Saturday, 6 February 2010
Have you ever wondered what it is about stairs that can, for no logical reason instill a totally irrational dread in some people? The boffins have even given it a name; Climacophobia - a morbid fear of stairs.
Like all phobias, Climacophobia is a state of mind, often endured over many years. A psychological scar, possibly as a result of a fall at an early age from stairs or a slope. Alternatively, it could be triggered by seeing someone else badly hurt during a fall.
Let me put the phobia element to one side for a moment and concentrate on the nonsensical, that moment when, as rational human beings, we are temporarily blinded by such an inexplicable terror as to leave us frightened to death by this most innocuous of inanimate objects. This appointment with fear is instantaneous, sudden and unsolicited, it’s a one-off with no previous history, it is irrational and yet it causes our minds to effectively miss a gear and our rational to evaporate into utter dread.
Let me give you an example:
Picture the scene if you will. It’s late at night, you’re alone downstairs, the rest of the family has long since gone to bed. The late movie is over so you decide to retire. You switch off the television, you may have a quick tidy round, check that all the doors are locked. When you‘re happy with your end of evening ritual and comfortable in the knowledge that all is secure, you switch off the lounge light and step into the hallway where you switch on the hall light, which in turn instantly illuminates the stairwell, your stairwell, the stairwell you have been climbing up and down since the day you moved in without a thought. This time however, on this night, something doesn’t feel quite right, you can’t put your finger on it but there's is a knot in the pit of your stomach that wasn’t there a minute ago. A tense uneasiness starts to manifest itself at your very core.
Nervously, you switch on the landing light before extinguishing the hall light, don’t want to be caught out in the dark - in the quiet and at the foot of the stairs. Tentatively you put one foot on the bottom stair. That‘s another thing! Why do all stairs creak? You start your assent. About a quarter of the way up the uneasiness tightens its grip, your heartbeat quickens, you sense that something is behind you and close at your ankles, a malevolent presence that at any moment is going to grab you and haul you back down to confront some unimaginable terror. You dare not look back, for looking back would only cause you to confront your worst fears...
Now, it’s at this point when commonsense goes out of the window and several rather overexcited neurons deep inside your head, decide to empty a bucket full of adrenalin over your brain. The result of this sudden chemical assault, is a burst of energy which sends you racing up the remaining stairs three at a time as if the devil himself were chasing you.
Once at the top of the stairs, you seek refuge behind the bathroom door, throwing the lock as you do so. With your back pressed firmly against the door, your body bathed in a cold sweat, your heart pounding in your chest, you try to catch your breath whilst feeling just a little foolish. You may at this point ask yourself a very pertinent question: What the bloody-hell was that all about? As you momentarily attempt to gather your thoughts, there comes a soft tap-tap-tap which emanates from the other side of the door. When you eventually pick yourself off the ceiling, you become aware of a faint sleepy voice drifting through the woodwork, “will you be much longer love, I need to pee?“ The sound of your partners voice has never seemed quite so sweet.

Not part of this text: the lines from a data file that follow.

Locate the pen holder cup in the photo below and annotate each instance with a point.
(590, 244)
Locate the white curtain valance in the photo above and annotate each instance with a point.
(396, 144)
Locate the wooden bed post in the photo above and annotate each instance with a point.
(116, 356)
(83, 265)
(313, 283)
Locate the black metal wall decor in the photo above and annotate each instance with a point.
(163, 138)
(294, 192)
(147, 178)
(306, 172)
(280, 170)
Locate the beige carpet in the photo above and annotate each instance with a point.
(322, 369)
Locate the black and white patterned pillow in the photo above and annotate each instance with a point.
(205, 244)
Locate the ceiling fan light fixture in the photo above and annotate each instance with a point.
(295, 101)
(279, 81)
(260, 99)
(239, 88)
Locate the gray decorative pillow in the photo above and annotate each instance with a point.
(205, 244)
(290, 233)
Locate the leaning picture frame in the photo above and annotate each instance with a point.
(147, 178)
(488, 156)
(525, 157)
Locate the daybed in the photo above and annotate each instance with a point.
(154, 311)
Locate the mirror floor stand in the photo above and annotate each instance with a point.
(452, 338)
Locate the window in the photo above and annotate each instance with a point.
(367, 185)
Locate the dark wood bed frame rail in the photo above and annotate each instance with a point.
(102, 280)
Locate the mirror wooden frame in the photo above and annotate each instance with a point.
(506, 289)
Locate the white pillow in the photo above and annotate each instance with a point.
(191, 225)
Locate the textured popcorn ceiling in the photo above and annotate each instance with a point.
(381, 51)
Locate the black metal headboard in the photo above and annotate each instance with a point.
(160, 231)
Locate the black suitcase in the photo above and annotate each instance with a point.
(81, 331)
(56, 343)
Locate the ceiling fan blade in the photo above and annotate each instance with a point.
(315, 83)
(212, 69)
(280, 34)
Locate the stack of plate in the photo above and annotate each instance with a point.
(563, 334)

The above incident happened to me several years ago. I can not offer you any explanation for this momentary lapse of reason, other than at the time, I can assure you it was very real and pretty bloody scary. I really did think that something else was sharing my stairs with me. It has never happened since and hopefully never will again.
The fear of stairs is not just confined to Homo-sapiens. There are many documented cases where animals, especial dogs, have shown a reluctance to climb a flight of stairs where previously there had not been a problem. I know this to be true, as one canine I’m aware of refuses to climb a flight of stairs that leads into a cemetery quite close to were I live.
When you think about it, stairs can often be quite lonely and spooky places, neither here nor there, a sort of no-mans land if you like, exposed, between two floors, neither in one place or the other. It’s worth mentioning that many sightings of ghosts have occurred on or near stairs. Why this should be, I have no idea, other than the possibility that stairs are some kind of portal into the next world, I'm talking ascension theory here people.
To finish: Hollywood is no stranger in utilizing stairs as an effective means of creating a menacing atmosphere to terrorize its audience. Most notably, the scene from Hitchcock’s Psycho; a deranged Norman Bates stabs to death the unsuspecting Mr. Abrogast at the top of a flight of stairs. His agonizing slow-motion fall, as he tumbles backwards into oblivion is a vivid and terrifying moment.
Father Damien Karras’s dramatic finale, as he plunges to his death through a bedroom window and onto a cavernous flight of stone steps in William Friedkin’s The Exorcist.
F.W. Murnau's 1922 silent classic Nosferatu, pictured above, which contains arguably the creepiest of all staircase scenes. The emaciated shadowy figure of Nosferatu the Vampyre ascending a staircase to claim his next victim. Now that's the stuff what sofa cushions were made for.